Надо ли говорить о том, как был счастлив Джесвал. Я ведь и начал этот рассказ с того, что он - один из самых счастливых людей, встреченных мною в жизни. А может быть, и самый счастливый...
...Выслушав головокружительную исповедь нашего индийского товарища по труду, мы с моим приятелем-трансформаторщиком некоторое время были не в силах произнести ни слова. Потом выпили - без тоста... Потом выпили за здоровье обеих его супруг. И только после этого вновь обрели способность разговаривать. И осыпали хозяина дома еще ворохом вопросов, не столь прямолинейных, как вначале, но все же достаточно откровенных. Но и ответы его были тоже откровенными.
- Джесвал, а... твои жены... они не ссорятся меж собою? Ну, хотя бы из-за тебя? Как же ты вообще-то с ними... делишь себя?
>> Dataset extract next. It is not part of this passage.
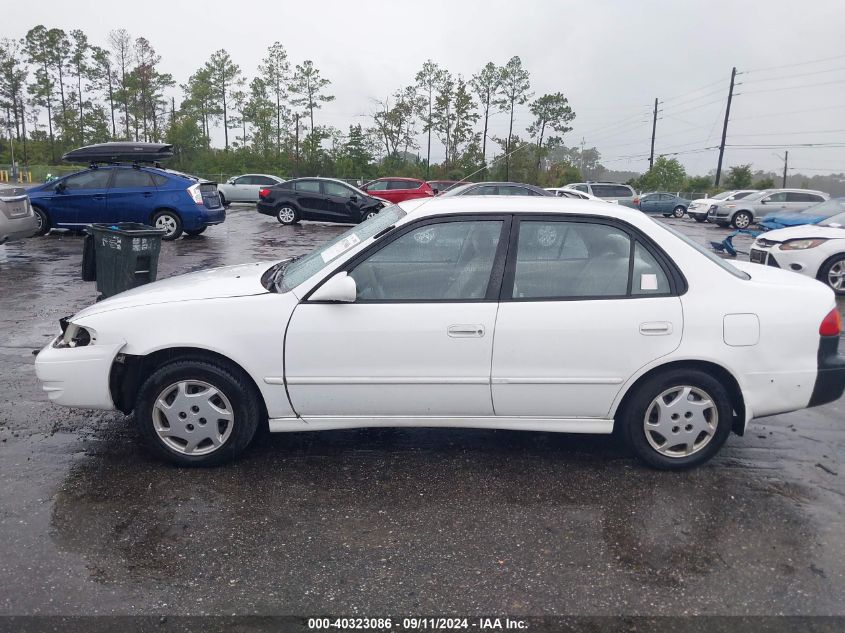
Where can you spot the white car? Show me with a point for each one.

- Мне себя не надо делить, - всерьез, хотя и с улыбкой ответил Джесвал. - Мы, все трое, - единая душа и единая плоть. А ссориться... Трудно представить себе двоих других женщин, которые были бы столь же дружны меж собою, как мои возлюбленные... Вы знаете, когда они, познакомившись, провели вместе несколько дней, то каждая из них по отдельности сказала мне то же, что и другая: "Как я счастлива - наконец то у меня появилась настоящая сестра". Дело-то в том, что у них обеих не было сестер - только братья... Вот так, друзья мои!
- А все-таки, Джесвал, - спросил я, - как ты думаешь, почему твоя Амрита начала рожать только тогда, когда ты женился на Ратхи?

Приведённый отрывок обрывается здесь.